Nothing in life is certain and there is always an element of chance, so there is randomness everywhere around us.
Let’s say a person wants to go to the supermarket and he would like to know the chance that he would get infected with COVID
There is no definite answer to this question and the reason for that is the random nature of the world around us
Let’s try to ask a few questions to understand what randomness means:
- What is the mode of transport for going to the supermarket? Private vehicle or public transport. Now this decision itself introduces some randomness because on one hand, taking public transport could be riskier as there would be more people but there is no guarantee that you’ll encounter more people, it is possible that everyone thinks that public transport is risky and no one goes there and hence if you end taking public transport then you might not encounter many people. On the other hand, while taking the private vehicle seems less risky but it had the same idea, then in the parking lot of the mall, super-market, it’ll be very crowded over there. So, there are a lot of possibilities here and we can not say anything for certain because we do not know what is going to happen there and that brings in the uncertainty.

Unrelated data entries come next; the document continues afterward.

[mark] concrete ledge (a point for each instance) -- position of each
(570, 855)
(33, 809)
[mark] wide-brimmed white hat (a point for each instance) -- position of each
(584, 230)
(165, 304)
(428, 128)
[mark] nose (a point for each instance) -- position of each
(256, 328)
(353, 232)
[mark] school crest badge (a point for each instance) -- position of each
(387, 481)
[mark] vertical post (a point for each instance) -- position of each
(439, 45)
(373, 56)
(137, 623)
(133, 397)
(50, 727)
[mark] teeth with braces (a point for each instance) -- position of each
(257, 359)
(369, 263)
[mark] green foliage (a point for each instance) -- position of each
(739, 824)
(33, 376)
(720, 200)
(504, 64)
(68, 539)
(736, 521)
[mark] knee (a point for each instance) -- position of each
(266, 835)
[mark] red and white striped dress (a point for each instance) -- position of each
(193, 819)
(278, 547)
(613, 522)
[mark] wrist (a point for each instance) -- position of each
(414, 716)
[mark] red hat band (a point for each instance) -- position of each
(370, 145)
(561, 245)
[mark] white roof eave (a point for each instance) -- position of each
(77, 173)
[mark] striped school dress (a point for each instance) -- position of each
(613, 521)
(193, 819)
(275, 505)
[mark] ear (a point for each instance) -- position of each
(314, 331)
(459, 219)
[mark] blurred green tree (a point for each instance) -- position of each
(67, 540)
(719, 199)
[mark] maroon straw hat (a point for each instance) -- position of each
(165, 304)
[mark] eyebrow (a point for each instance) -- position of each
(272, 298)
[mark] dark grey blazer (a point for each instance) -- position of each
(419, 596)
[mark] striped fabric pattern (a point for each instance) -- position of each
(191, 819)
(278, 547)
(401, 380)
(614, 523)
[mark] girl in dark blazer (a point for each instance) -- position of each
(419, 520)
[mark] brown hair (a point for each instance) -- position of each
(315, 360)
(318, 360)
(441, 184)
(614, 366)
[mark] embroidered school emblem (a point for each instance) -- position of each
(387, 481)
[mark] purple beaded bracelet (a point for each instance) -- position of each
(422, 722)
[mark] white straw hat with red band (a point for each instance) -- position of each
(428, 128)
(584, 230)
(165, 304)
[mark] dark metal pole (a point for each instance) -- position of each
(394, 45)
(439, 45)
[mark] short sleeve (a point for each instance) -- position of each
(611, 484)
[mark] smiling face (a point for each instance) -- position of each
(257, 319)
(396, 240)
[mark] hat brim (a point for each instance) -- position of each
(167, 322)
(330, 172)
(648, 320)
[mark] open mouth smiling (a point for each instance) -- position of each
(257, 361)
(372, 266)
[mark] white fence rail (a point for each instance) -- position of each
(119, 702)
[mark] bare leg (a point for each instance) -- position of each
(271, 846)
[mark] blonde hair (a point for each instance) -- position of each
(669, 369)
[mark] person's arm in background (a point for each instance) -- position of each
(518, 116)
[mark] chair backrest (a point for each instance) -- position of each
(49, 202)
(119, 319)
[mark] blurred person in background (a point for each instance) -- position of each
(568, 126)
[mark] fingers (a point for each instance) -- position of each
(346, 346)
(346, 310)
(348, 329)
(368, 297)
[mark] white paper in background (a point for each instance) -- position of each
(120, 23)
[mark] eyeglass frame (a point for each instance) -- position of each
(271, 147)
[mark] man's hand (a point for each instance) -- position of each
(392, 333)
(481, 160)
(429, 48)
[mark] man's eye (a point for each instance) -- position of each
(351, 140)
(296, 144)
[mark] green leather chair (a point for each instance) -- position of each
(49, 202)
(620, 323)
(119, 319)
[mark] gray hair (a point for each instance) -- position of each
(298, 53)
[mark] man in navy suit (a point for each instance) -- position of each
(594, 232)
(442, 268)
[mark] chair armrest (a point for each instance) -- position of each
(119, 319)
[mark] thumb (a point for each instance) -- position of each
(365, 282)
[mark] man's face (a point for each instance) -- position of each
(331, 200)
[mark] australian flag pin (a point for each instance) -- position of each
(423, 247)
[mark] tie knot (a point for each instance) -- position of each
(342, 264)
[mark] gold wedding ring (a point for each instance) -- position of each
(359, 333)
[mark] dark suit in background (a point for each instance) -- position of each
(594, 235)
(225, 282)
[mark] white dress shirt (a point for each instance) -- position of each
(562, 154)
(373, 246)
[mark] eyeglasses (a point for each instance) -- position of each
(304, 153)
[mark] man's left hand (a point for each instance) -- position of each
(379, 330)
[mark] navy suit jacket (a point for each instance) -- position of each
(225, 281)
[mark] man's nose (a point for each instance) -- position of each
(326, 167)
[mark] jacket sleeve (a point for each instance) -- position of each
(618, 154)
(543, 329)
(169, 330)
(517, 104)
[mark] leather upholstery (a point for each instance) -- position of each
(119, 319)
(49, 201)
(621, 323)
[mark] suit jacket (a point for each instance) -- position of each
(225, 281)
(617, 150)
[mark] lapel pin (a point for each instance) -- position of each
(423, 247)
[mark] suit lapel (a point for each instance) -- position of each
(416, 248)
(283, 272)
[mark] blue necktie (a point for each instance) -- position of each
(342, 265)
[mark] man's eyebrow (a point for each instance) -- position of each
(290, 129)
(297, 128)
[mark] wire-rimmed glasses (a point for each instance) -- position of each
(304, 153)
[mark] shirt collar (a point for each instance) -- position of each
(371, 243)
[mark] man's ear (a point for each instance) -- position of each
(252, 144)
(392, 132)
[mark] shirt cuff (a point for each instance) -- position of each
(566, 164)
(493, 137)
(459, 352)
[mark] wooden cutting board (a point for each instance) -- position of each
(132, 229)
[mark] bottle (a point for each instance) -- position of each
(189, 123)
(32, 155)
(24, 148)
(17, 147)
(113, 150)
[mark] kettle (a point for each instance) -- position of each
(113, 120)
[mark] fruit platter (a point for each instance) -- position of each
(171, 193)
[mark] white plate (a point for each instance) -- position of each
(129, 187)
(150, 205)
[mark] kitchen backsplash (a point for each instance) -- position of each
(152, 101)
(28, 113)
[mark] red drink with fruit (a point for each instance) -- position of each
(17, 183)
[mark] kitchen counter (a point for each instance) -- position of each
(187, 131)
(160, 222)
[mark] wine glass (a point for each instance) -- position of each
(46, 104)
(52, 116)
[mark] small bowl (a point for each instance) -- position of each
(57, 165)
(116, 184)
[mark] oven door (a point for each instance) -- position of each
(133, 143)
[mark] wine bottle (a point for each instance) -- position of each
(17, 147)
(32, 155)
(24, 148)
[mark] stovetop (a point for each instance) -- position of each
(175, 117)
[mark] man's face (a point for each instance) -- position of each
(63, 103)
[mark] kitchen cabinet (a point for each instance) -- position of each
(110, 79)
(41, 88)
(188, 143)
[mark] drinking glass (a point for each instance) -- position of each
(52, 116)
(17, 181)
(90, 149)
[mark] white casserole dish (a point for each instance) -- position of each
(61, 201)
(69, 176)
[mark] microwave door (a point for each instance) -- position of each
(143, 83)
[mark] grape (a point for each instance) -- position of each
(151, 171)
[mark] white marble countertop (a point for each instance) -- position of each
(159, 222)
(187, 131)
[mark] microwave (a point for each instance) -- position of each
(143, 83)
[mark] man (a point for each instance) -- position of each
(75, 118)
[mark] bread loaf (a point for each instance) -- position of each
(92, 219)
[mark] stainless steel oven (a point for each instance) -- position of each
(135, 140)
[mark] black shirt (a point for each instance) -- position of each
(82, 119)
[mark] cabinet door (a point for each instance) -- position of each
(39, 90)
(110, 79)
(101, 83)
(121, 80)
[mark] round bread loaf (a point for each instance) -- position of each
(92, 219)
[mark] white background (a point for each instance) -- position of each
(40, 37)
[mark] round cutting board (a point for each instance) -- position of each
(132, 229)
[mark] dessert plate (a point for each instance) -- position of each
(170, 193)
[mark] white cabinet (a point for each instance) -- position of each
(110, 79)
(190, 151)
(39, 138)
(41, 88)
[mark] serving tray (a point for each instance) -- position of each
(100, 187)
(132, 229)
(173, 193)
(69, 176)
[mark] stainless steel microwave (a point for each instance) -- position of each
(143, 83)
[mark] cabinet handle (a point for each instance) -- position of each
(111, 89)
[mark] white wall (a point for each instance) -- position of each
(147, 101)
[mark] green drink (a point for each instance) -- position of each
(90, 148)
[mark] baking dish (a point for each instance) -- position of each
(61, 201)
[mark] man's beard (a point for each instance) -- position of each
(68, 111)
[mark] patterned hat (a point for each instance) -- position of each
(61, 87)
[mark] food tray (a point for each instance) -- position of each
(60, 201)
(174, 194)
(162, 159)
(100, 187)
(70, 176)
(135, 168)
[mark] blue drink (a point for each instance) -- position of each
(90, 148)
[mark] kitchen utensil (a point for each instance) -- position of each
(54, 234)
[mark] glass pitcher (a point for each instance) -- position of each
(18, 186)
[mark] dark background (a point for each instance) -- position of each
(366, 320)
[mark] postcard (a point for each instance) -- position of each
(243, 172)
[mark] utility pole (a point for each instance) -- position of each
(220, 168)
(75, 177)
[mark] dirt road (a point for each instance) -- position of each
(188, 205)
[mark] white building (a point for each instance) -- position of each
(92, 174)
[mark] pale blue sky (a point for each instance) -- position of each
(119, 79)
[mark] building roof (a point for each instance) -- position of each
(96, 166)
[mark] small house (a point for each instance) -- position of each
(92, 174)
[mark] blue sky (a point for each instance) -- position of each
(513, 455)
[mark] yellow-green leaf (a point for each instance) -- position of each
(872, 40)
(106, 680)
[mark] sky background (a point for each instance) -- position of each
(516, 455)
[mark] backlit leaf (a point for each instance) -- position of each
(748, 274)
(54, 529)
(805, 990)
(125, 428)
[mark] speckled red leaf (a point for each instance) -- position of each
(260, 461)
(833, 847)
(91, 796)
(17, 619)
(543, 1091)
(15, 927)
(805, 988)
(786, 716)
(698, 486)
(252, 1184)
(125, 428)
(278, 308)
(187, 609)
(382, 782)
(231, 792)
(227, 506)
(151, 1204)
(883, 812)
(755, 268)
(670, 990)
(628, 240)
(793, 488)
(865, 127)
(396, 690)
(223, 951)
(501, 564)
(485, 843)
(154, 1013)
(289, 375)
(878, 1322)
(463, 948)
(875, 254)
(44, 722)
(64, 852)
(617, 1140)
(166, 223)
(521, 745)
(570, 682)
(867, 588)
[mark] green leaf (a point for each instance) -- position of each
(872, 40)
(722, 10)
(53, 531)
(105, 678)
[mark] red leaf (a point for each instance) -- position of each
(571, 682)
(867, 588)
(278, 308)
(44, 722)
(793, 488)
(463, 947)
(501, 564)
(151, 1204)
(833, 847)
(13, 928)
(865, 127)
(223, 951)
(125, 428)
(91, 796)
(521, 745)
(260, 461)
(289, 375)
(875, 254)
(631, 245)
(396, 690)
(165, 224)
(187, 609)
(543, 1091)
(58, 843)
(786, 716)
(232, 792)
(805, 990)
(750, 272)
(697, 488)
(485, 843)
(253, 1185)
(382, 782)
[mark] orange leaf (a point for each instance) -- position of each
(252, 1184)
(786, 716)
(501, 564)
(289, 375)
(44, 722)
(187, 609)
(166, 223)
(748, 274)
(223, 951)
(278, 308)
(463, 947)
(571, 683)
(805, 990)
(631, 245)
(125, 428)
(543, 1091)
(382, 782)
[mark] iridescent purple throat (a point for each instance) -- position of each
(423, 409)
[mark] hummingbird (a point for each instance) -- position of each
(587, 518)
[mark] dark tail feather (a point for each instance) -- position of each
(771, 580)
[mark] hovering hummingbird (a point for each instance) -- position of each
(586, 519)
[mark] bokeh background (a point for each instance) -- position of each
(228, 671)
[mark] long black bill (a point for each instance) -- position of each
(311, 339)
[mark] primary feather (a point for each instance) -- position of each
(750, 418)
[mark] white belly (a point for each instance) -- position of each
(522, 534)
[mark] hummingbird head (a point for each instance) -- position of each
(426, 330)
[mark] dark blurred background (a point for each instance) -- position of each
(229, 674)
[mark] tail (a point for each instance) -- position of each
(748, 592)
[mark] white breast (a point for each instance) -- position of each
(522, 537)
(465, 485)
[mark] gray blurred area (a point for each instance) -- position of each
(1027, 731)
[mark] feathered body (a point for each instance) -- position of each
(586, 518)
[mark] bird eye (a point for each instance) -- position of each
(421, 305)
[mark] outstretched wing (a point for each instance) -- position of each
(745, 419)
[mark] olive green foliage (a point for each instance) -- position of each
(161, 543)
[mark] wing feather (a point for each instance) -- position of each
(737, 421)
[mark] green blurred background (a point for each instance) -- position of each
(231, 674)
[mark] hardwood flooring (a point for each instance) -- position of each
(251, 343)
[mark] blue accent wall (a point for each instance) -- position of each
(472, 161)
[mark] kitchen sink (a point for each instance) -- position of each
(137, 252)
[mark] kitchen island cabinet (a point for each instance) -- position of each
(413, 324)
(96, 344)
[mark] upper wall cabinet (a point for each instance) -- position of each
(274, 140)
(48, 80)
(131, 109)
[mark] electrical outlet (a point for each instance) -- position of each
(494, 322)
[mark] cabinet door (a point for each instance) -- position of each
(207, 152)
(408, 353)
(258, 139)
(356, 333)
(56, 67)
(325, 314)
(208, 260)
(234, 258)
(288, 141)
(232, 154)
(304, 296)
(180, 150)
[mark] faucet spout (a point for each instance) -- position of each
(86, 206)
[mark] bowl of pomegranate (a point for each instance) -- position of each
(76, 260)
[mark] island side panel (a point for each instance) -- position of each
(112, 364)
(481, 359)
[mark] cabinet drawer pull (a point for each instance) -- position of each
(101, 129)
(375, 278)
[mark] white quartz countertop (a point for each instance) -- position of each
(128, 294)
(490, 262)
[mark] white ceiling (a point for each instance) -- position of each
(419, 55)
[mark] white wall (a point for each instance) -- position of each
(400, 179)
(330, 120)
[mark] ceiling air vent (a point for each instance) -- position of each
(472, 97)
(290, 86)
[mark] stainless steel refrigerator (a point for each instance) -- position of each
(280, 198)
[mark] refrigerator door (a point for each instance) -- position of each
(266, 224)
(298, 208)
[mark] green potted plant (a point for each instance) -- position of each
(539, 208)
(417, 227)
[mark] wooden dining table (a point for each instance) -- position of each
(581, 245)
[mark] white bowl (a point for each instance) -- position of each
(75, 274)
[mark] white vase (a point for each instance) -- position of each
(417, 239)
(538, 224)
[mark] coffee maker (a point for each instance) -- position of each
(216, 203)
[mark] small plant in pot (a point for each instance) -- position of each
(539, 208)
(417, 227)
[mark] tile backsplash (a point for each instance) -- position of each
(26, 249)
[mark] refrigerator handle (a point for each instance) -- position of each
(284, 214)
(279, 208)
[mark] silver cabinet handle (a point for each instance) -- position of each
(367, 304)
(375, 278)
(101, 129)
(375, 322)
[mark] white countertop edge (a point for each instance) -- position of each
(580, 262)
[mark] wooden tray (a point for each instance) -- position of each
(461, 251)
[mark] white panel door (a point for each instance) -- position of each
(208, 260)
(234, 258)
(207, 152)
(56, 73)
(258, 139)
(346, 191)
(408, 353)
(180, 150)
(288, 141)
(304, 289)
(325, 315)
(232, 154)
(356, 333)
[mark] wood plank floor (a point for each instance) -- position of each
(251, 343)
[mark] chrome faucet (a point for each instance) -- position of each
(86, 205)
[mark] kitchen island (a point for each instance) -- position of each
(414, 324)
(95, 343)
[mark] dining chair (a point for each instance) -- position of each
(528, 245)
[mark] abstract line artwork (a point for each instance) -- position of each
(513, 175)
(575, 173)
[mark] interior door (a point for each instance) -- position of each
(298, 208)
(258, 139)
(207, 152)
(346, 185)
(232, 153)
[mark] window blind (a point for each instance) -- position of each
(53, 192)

- If we take the immune system of the person going to the supermarket, we can ask if this person is more immune, did he have a certain strain of coronavirus earlier or he had some vaccinations which he took in his childhood which we don’t know yet and because of that the person is more immune, does the person do some yoga on a daily basis, some physical exercise which might strengthen his immune system and so on, so the answers to all these questions vary from person to person and that brings in the randomness.
- Does this person have co-morbidities? If yes, then how severe are they on a scale of 0–1, in the past few months had the person brought the co-morbidity under control or not. The answer to these questions vary from person to person and this again brings in the uncertainty.
- How many infections are there in the person’s neighborhood? If the infection rate in the community is lower, then the person need not worry much, whereas if the infection rate is higher then the answer will change. So, this again brings in some randomness.
And this randomness is not limited to the pandemic scenario, it is present in all the domains we look around for example in the sports domain in the game of cricket, there is always a chance that the batsman might hit six 6's in the last over and that may change the outcome of the game and in fact, this element of chance is what keeps us excited about sports.
In the domain of finance, there is an element of chance in the stock market.
Same for the agriculture domain, we can not say with certainty that all the farms in a given district will produce similar output in terms of yield per acre, there are multiple factors in this result, how good are the workers in a farm, how knowledgeable is the farmer, how goods are the seeds, if the water supply is good or not and so on.
Similarly, in the case of vaccines, we need to test it because there is this element of chance that it might not work on a certain age group, maybe it might not work on people with some medical condition, and so on.
So, in all the domains we have this element of chance and that’s why the probability theory plays a very important role as we want to model this element of chance, we want to make statements of the form that a vaccine will work effectively on a person with so and so conditions.
This element of chance comes under probability theory and is present in all the domains.